The Embedded Model Scales Hiring Capacity With Deal Flow

One of the smartest things PE firms are doing is building talent acquisition capacity that scales with deal flow, rather than headcount.

Traditional model: You have two recruiting coordinators. They can support 5-10 open requisitions. When you acquire a new platform company with 20 open roles, you panic. You hire more recruiters. Then the deal flow slows and you're overstaffed.

Embedded model: You have a core recruiting leadership team (1-2 people) embedded in the PE firm. When deal flow is light, they're building recruiting infrastructure, employer brand, talent pipelines. When you close an acquisition, you immediately bring in additional recruiting resources (temporary or contract-based) to handle the surge. Then they cycle out. Your fixed cost is low. Your variable cost scales with deal flow.

For a mid-market PE firm, this means:

  • Lower recruiting overhead than traditional embedded recruiting
  • Better quality hiring outcomes than pure contingency
  • Better data on talent economics across the portfolio
  • Ability to consolidate talent (move people across portfolio companies) without going through external recruiting

Healthcare Recruiting Is Harder Than Tech Recruiting

Let's be direct: healthcare recruiting is a different discipline than tech recruiting. The same playbook doesn't work.

Credentialing and licensure: A software engineer is portable. They take their skills anywhere. A BCBA is licensed to specific states. A physical therapist needs licensure and often needs to be licensed to the state where they're practicing, even for telehealth. This creates geographic constraints that tech recruiting doesn't face.
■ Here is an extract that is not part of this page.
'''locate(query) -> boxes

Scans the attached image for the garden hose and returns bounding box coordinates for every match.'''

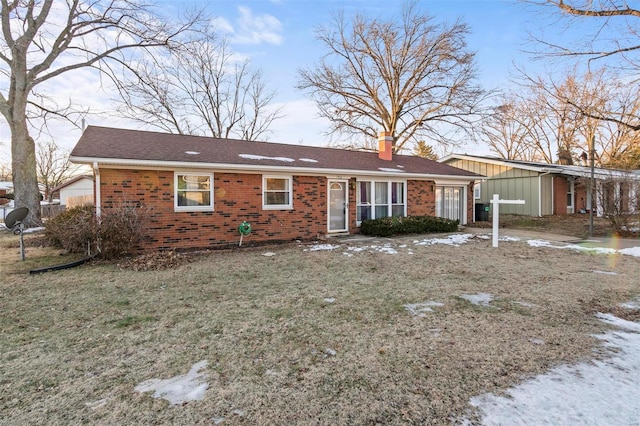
[238,220,251,246]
Mission-driven candidates: The best clinical talent in healthcare is often mission-driven in a way that tech talent isn't. They didn't go into ABA or nursing or respiratory therapy to get rich. They went into it to help people. Your recruiting story needs to speak to that. "We have great equity upside" doesn't move most healthcare professionals. "We're building the best clinical outcomes in the market" does.

Long hiring cycles: Tech hiring can move in 2-3 weeks. Healthcare hiring is often 2-3 months. Why? Because good clinical talent is employed elsewhere. They're not urgent about finding a new job. You need to build a relationship. You need to understand their constraints (does the new commute work for them? Are they tied to a specific patient population? Do they need a specific schedule?). Transactional recruiting doesn't work.
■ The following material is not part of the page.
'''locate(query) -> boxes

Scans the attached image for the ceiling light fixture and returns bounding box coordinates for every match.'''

Lower salary expectations than tech: Healthcare professionals are not expecting venture-scale compensation. If you're using a traditional tech recruiting firm accustomed to compensating engineers, your compensation packages will be off. You'll either overpay for mid-level talent or underpay and lose people you really want.

Employment economics: In tech, hiring is about headcount. In healthcare, it's about FTE, utilization, billable hours, and margin. A BCBA costs you $80K salary but generates $150K revenue. The economics are different. Your recruiting strategy needs to account for that.
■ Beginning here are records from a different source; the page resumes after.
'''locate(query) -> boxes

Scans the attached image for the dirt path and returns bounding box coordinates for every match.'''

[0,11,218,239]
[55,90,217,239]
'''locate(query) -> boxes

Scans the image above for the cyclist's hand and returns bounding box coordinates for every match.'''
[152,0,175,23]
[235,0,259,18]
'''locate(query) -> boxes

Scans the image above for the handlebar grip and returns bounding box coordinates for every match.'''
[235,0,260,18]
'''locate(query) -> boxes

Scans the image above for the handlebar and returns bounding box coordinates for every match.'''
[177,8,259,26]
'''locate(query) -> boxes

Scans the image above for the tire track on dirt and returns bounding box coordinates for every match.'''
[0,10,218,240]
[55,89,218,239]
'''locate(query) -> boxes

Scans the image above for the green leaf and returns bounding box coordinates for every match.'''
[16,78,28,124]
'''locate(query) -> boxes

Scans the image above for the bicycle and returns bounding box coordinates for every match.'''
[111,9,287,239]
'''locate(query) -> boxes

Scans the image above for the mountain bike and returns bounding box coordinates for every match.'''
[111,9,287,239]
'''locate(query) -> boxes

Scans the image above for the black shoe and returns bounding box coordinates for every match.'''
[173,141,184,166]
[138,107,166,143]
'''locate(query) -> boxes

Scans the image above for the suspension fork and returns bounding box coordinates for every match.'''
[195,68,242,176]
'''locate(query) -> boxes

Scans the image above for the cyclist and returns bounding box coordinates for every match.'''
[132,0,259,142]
What This Means for Your Portfolio

If you're a PE firm investing in healthcare platforms (clinical or payor or tech-enabled health services), talent is not a post-acquisition integration problem. It's a value creation lever that should be included in diligence and baked into your 100-day plan.

The best outcomes we're seeing are when PE firms:

  • Embed talent specialists in operating partner teams before acquisition
  • Build talent economics into their model (understand the talent cost of scaling)
  • Recognize that healthcare recruiting requires different expertise than tech recruiting
  • Allocate recruiting budget as an investment in value creation, not a cost center
  • Measure recruiting success by first-year retention and outcomes impact, not speed to fill

The platform companies that are winning are the ones where talent strategy is inseparable from business strategy. Because in healthcare, talent is the business.